Tudo isso, para que os cidadãos e os sujeitos processuais possam prever, com razoável grau de probabilidade, qual será a consequência jurídica de uma ação ou omissão, na perspectiva de uma “dimensão subjetiva do conteúdo do princípio da segurança jurídica”[1].

O cidadão tem o direito de exigir do Poder Judiciário provimentos e manifestações não contraditórios, observados os requisitos e condições do sistema brasileiro de precedentes judiciais, capaz de assegurar um tratamento igualitário no plano das decisões judiciais.

Recordando, então, que o devido processo legal – constituído pela boa fé – é um direito fundamental, não restam dúvidas quanto à aplicação e exigência da boa fé processual, no plano de eficácia vertical dos direitos fundamentais (exigência do cidadão para o Poder Judiciário).

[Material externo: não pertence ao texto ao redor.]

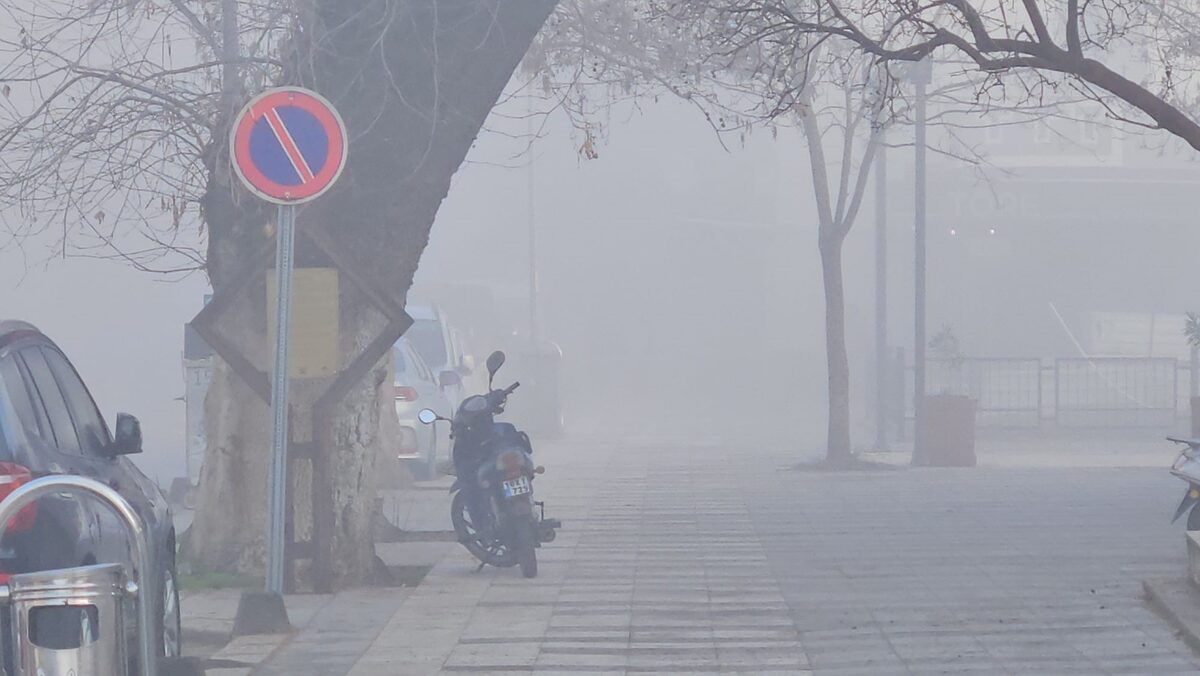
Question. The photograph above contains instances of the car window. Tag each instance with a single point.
(89, 424)
(429, 341)
(423, 370)
(19, 422)
(17, 392)
(47, 388)
(400, 363)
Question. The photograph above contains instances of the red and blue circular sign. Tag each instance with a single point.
(288, 145)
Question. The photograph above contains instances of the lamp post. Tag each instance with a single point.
(921, 75)
(881, 297)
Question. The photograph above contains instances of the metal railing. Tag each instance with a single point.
(1109, 392)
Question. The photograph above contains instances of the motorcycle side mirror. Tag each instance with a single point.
(495, 360)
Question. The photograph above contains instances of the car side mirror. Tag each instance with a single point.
(129, 436)
(495, 360)
(467, 366)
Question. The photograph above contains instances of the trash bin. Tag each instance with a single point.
(69, 622)
(539, 406)
(948, 431)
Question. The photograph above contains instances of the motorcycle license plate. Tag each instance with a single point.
(520, 485)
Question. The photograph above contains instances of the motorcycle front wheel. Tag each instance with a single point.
(489, 550)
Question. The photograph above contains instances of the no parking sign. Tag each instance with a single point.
(288, 145)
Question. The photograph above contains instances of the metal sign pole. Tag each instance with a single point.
(277, 473)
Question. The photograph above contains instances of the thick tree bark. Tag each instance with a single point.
(838, 452)
(414, 82)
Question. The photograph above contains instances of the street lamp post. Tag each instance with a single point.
(881, 297)
(922, 76)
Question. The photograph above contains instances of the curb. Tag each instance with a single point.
(1177, 602)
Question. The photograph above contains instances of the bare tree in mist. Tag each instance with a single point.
(726, 63)
(1137, 59)
(114, 135)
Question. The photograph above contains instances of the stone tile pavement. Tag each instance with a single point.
(706, 560)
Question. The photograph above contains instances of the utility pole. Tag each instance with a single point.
(881, 297)
(922, 76)
(534, 327)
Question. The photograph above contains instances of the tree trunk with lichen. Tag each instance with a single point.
(414, 82)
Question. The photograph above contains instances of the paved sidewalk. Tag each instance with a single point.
(691, 560)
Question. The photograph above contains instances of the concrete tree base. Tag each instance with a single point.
(261, 612)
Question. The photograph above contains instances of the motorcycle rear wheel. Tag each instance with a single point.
(490, 551)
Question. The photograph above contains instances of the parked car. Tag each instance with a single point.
(49, 424)
(415, 388)
(441, 347)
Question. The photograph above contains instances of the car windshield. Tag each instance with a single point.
(400, 363)
(429, 341)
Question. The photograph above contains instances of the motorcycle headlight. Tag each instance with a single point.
(511, 462)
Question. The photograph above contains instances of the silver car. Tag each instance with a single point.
(415, 387)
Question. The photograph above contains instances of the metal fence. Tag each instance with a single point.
(1110, 392)
(1116, 392)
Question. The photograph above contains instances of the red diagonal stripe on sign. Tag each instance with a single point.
(289, 145)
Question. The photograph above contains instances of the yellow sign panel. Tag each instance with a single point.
(312, 340)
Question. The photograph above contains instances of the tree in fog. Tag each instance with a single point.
(1138, 59)
(114, 129)
(597, 53)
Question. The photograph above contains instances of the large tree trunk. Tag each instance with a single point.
(414, 82)
(838, 452)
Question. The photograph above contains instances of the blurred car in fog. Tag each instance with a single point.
(51, 425)
(415, 387)
(441, 346)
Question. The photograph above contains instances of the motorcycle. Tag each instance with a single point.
(503, 526)
(1187, 467)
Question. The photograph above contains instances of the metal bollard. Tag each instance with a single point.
(79, 596)
(69, 622)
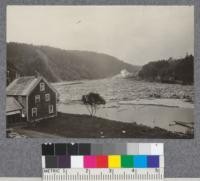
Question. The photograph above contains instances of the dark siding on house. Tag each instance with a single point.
(42, 106)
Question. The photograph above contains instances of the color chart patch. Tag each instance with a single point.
(102, 162)
(85, 155)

A diretriz normativa que inspirou o sistema de precedentes é a mesma, em outro olhar, que impõe, nos termos do artigo 5º, do Novo CPC, a todos os sujeitos processuais, o dever de comportamento consentâneo com a boa fé.

Nesse sentido, por exemplo, veda-se que os litigantes tenham comportamentos desleais, punindo-se com multa de até 20 % sobre o valor da causa, aquele que criar embaraços à efetivação de provimentos jurisdicionais (artigo 77, parágrafo 2º, do Novo CPC). Da mesma forma, a parte que requerer, dolosamente, a realização de citação por edital, fica sujeita à multa equivalente a cinco vezes o salário mínimo (artigo 258 do Novo CPC).

Proíbe-se, ainda, que os sujeitos processuais, inclusive os julgadores, adotem comportamentos contraditórios.

Aliás, como bem registra abalizada doutrina[2], a vedação ao comportamento contraditório, identificado no nemo potest venire contra factum proprium não se dirige tão somente a combater a incongruência de um sujeito processual, mas também a garantir a proteção à confiança – gerada por ações e omissões – nos demais sujeitos processuais.

Assim, o direito fundamental ao devido processo legal, abrangida a boa fé, irradia efeitos tanto no plano vertical quanto no plano horizontal dos direitos fundamentais.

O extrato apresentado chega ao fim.